Over at the blog devoted to wooden houses in Brooklyn?the most trending of topics, in our humble opinion?is a deconstruction of the rundown hot mess that is 69 Vanderbilt Avenue. In the shadow of the BQE in the pocket of town called Wallabout, this 1850s-era two-story corner unit is actually landmarked but has been blatantly ignored in its later years, resulting in the graffiti-covered, dilapidated state of decay we now witness. Before city officials sealed it up, squatters would break in and start fires in the fireplace. To put matters in perspective, its neighbor has been impeccably maintained, down to a careful paint job and ornamented columned porch. So what went wrong next door?

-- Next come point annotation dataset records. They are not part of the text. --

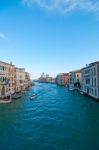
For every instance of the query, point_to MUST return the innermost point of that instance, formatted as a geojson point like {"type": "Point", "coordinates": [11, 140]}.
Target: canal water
{"type": "Point", "coordinates": [58, 119]}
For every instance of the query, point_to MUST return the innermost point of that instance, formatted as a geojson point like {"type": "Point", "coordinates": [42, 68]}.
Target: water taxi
{"type": "Point", "coordinates": [34, 96]}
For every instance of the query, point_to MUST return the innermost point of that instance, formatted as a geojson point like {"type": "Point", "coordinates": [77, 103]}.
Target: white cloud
{"type": "Point", "coordinates": [3, 36]}
{"type": "Point", "coordinates": [65, 5]}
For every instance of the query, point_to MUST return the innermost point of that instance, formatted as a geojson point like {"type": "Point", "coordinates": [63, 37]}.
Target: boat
{"type": "Point", "coordinates": [71, 88]}
{"type": "Point", "coordinates": [34, 96]}
{"type": "Point", "coordinates": [17, 96]}
{"type": "Point", "coordinates": [81, 93]}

The root of the problem is neglect by owner Louis Somma, who grew up there but apparently now lives in the Rockaways, and his tenants were forced to vacate in 2009 because the building was deemed unsafe. The former owner of the pretty house next door, Gil Winter, has urged his neighbor to fix up the place, and even convinced Somma to have it inspected, which resulted in a verdict of structural degradation (i.e. it could fall down at just about any moment) in part because of BQE construction, in part because of its location in a flood zone, and in part because no one has cared a whit about it for decades.
After 69 Vandy was included in the 2011 Landmarks Preservation Commission's designation of its Wallabout block, the matter of getting it fixed up fell into the LPC's hands. The agency has asked Somma to voluntarily restore the house?not to make it all accurately antebellum, but to at least shore it up so that it's not a neighborhood hazard. It didn't get a response, so the LPC had to turn to the court system. But based on Somma's inaction over the years, it looks like someone else will need to step in to save this 160-year-old child of neglect. But who?